If you’ve spent any time looking into diets that promote weight loss, you’ve likely heard of “negative calorie foods.” These are foods that supposedly require more energy to digest than they provide in calories. A common example is celery — a crunchy vegetable filled with fiber and water that provides just six calories per stalk, according to the U.S. Department of Agriculture’s searchable database.
But is it really possible to have foods with negative calories?
Negative Calorie Food Candidates
Most of the so-called “negative calorie foods” are vegetables and fruits with high water and fiber content. The lowest calorie foods are vegetables, which typically have less sugar than fruits. Listed below are the number of calories in 100 grams of some common vegetables and fruits, and some meat and dairy items. The foods are listed from fewest to most calories, with the water content included in parentheses.
- Celery: 14 calories (95% water)
- Zucchini: 17 calories (95% water)
- Tomatoes: 18 calories (94% water)
- Green peppers: 20 calories (94% water)
- Romaine lettuce: 20 calories (95% water)
- Spinach: 23 calories (91% water)
- Watermelon: 30 calories (91% water)
- Strawberries: 32 calories (91% water)
- Broccoli: 34 calories (89% water)
- Grapefruit: 39 calories (90% water)
- Peaches: 39 calories (89% water)
- Onions: 40 calories (89% water)
- Carrots: 41 calories (89% water)
- Blueberries: 57 calories (84% water)
- Apples: 60 calories (85% water)
- Whole milk yogurt: 78 calories (85% water)
- Roasted chicken breast: 79 calories (77% water)
- Baked potato: 93 calories (75% water)
- 85% lean ground beef: 232 calories (60% water)
- Cheddar cheese: 409 calories (36% water)
People react in different ways to different diets, and if you are interested in changing your weight, you should consult a dietician. But on a basic level, if someone is looking to maintain or lose weight, an advantage of high fiber veggies and fruits is they fill you up and take longer to digest than highly processed foods. Therefore, they don’t provide a lot of calories but prevent you from feeling hungry — which helps you eat less. Many fruits and vegetables are rich in vitamins and minerals, and are thus an essential part of a healthy diet.

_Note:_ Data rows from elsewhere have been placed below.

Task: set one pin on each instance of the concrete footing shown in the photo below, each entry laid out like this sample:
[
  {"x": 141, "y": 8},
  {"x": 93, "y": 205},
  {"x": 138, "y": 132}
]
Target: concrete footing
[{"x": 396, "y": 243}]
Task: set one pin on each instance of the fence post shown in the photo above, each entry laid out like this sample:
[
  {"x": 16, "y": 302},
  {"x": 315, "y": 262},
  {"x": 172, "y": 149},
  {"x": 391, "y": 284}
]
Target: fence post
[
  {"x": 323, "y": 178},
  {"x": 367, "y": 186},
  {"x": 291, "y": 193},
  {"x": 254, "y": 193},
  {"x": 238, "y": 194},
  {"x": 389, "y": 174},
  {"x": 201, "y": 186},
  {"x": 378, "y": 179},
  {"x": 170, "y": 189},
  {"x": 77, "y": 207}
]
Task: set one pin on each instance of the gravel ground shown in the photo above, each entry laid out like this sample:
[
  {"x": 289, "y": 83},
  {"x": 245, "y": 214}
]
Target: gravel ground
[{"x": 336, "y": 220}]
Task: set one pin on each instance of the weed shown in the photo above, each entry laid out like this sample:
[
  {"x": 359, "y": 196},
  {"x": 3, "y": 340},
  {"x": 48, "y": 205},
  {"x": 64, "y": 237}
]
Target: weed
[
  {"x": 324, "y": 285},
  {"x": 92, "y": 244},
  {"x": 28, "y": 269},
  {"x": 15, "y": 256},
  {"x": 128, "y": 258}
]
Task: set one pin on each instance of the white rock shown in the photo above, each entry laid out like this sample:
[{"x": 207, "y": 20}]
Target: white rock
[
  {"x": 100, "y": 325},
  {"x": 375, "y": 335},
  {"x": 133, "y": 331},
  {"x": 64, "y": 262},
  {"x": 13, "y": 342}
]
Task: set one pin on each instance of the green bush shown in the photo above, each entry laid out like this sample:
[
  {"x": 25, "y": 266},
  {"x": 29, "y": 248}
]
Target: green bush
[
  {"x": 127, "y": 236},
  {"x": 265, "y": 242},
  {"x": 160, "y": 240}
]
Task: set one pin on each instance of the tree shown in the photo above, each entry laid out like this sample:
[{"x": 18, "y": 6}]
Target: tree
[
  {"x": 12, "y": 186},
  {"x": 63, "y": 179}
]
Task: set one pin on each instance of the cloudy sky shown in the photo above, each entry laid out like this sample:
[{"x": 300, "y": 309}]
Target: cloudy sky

However, limiting yourself to just a few low-calorie foods is inadvisable, according to the Mayo Clinic, because you can easily miss out on essential nutrients including protein and fat. The UK National Health Service generally recommends 2,000 calories a day for women and 2,500 calories a day for men. If you decided to limit yourself to foods that contain roughly 20 calories per 100 grams (~200 calories per 1 kilogram), you would need to consume about 10 kilograms (22 pounds) of those foods a day to maintain your weight. That’s about 17 heads of romaine lettuce or 61 large green peppers. So it’s certainly possible to lose weight by consuming lots of veggies and fruits, but you’d want to mix it up by including other foods with different nutrients.
All of this still doesn’t quite answer the question of whether there are foods with negative calories, or foods that require more energy to digest than they provide in calories.
Energy Required to Digest Food
Eating food and digesting food takes energy. In a study published in the New England Journal of Medicine, the act of chewing gum burns 11 calories per hour. A stalk of celery provides 6 calories, which would be offset by a half hour of chewing. Clearly, the act of chewing isn’t enough to make celery a negative calorie food.
What about the energy required to digest food, absorb the nutrients and dispose of the waste? According to a review published in the Journal of the American College of Nutrition, approximately 60% of a person’s total daily energy expenditure is used for “basal metabolism,” or the energy required to operate your various organ systems at rest. After eating, researchers have studied the “thermic effect of food,” or when your metabolism increases after eating because your body is using energy to digest the food, absorb the nutrients and dispose of the waste. This increase in energy use after eating accounts for approximately 10% of total energy expenditure. The remaining ~30% of daily energy expenditure is used for the other activities of daily life — standing, walking, reading, socializing, preparing meals, intentional exercise, remembering website passwords, etc.
For someone consuming 2,000 calories a day, 10% of total energy expenditure is 200 calories, which would be expected to go toward digesting and processing food. Assuming that nothing else changes when you decrease the number of calories consumed — which is unlikely to be true — eating a negative calorie diet would require eating less than 200 calories a day. That’s less than four medium-sized apples. Yikes!
Of course, eating and digesting would be impossible if it weren’t for the “basal metabolism” that maintains all of your organ systems — the brain, cardiovascular system, digestive system, liver, kidney, skeletal muscle, immune system and so on. So eat your fruits and veggies as part of a healthy diet, and don’t worry too much about the “negative calorie” label.